17 Ocak 2018: Amerika Birleşik Devletleri Savunma Bakanlığı Pentagon (…) Suriye’de ABD’nin eğittiği güçlerin yeni bir ordu ya da sınır gücü olmadığını açıkladı.
18 Ocak 2018: ABD Dışişleri Bakanı Rex Tillerson, ABD’nin Türkiye’nin Suriye sınırında bir sınır koruma gücü oluşturmayı planladığı iddialarını geri çevirdi. Çarşamba günü açıklamalarda bulunan Tillerson, “Bazı kişiler yanlış konuştu. Bir sınır koruma gücü oluşturmamız hiçbir şekilde söz konusu değil” dedi.
18 Ocak 2018: ABD Dışişleri Bakanlığı Sözcüsü Heather Nauert, muhtemel Afrin operasyonu konusunda Türkiye’yi böyle bir adım atmamaya çağırarak, “Herkes DEAŞ’a yoğunlaşmalı” dedi.
19 Ocak 2018: ABD’den yeni Afrin operasyonu açıklaması… ABD Dışişleri Bakanlığı yetkilisi, Türkiye’nin Afrin’e yönelik operasyonu hakkında, “(Suriye’nin kuzeyinde) Askeri bir operasyonun bölgesel istikrara, Suriye’nin istikrarına ve hatta Türkiye’nin sınır güvenliğiyle ilgili endişelerine hizmet edeceğine inanmıyoruz” dedi.

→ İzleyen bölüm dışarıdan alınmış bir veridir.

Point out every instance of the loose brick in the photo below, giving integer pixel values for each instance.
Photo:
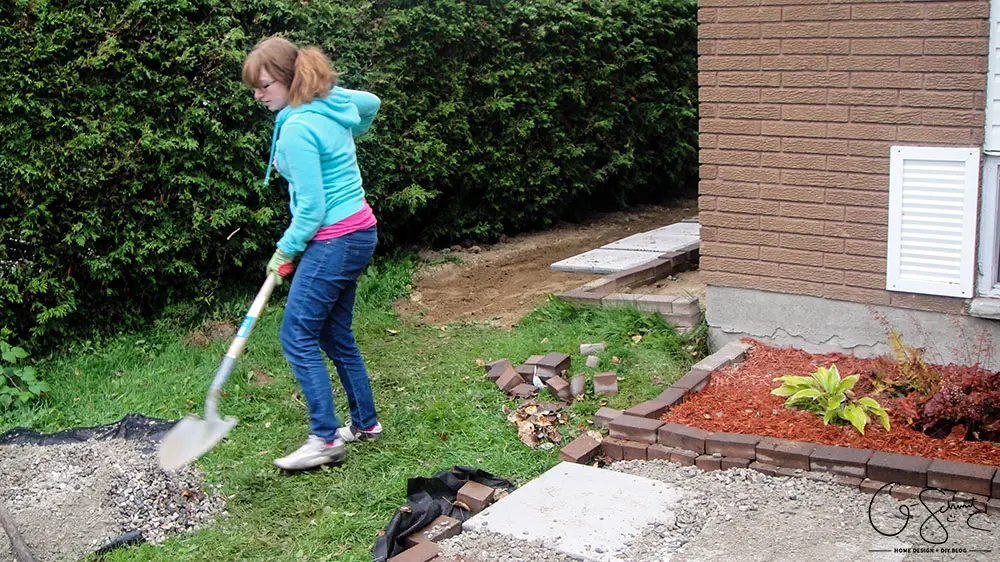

22 Ocak 2018: ABD Savunma Bakanı Mattis, Zeytin Dalı Harekâtı’na ilişkin “Türkiye’nin meşru güvenlik endişeleri var. Hava saldırısı yapmadan önce bunu yapacaklarına dair bizi uyardılar” dedi.
22 Ocak 2018: Türkiye’nin operasyonundan dolayı endişeliyiz” ifadelerini kullanan Tillerson, “İki tarafa da sivil kayıpları minimuma indirme ve itidal çağrısı yapıyoruz” dedi. ABD Dışişleri Bakanı Tillerson, “Türkiye’nin kendisini ve vatandaşlarını terörist unsurlardan koruma hakkını tanıyoruz” diye konuşurken, “Türkiye ile sorunları konuşarak bir çözüm bulmak için çalışacağız” ifadelerini kullandı.
26 Ocak 2018: ABD Dışişleri Bakanlığı Sözcüsü Heather Nauert’ın tartışılacak Türkiye açıklaması. ABD sözcüsü, “Türkiye, Suriye’nin kuzeybatısında DEAŞ’tan gözünü çevirip PKK’nın peşine düştü” dedi. Türkiye’nin kendisini tehdit eden terör örgütleri YPG/PKK’ya karşı başlattığı Zeytin Dalı Harekatı sürerken, IŞİD’e karşı koalisyonun sözcüsü Albay Ryan Dillon’dan tepki çeken bir açıklama geldi. Son günlerde yaptıkları çelişkili açıklamalarla Türkiye’nin büyük tepkisini çeken ABD’li yetkililerin arasına katılan Dillon, YPG/PKK terör örgütü için “partnerimiz” ifadesini kullandı:
“Afrin’de koalisyon mensubu iki askerin öldüğü yanlış bir bilgidir ve tamamen yalandır. IŞİD karşıtı koalisyon, bölgedeki partneri olan Suriye Demokratik Güçleri’nin, (SDG) Fırat’ın doğusunda Elbu Kemal yakınlarında kalan IŞİD militanlarıyla mücadelesini desteklemeye devam etmektedir.”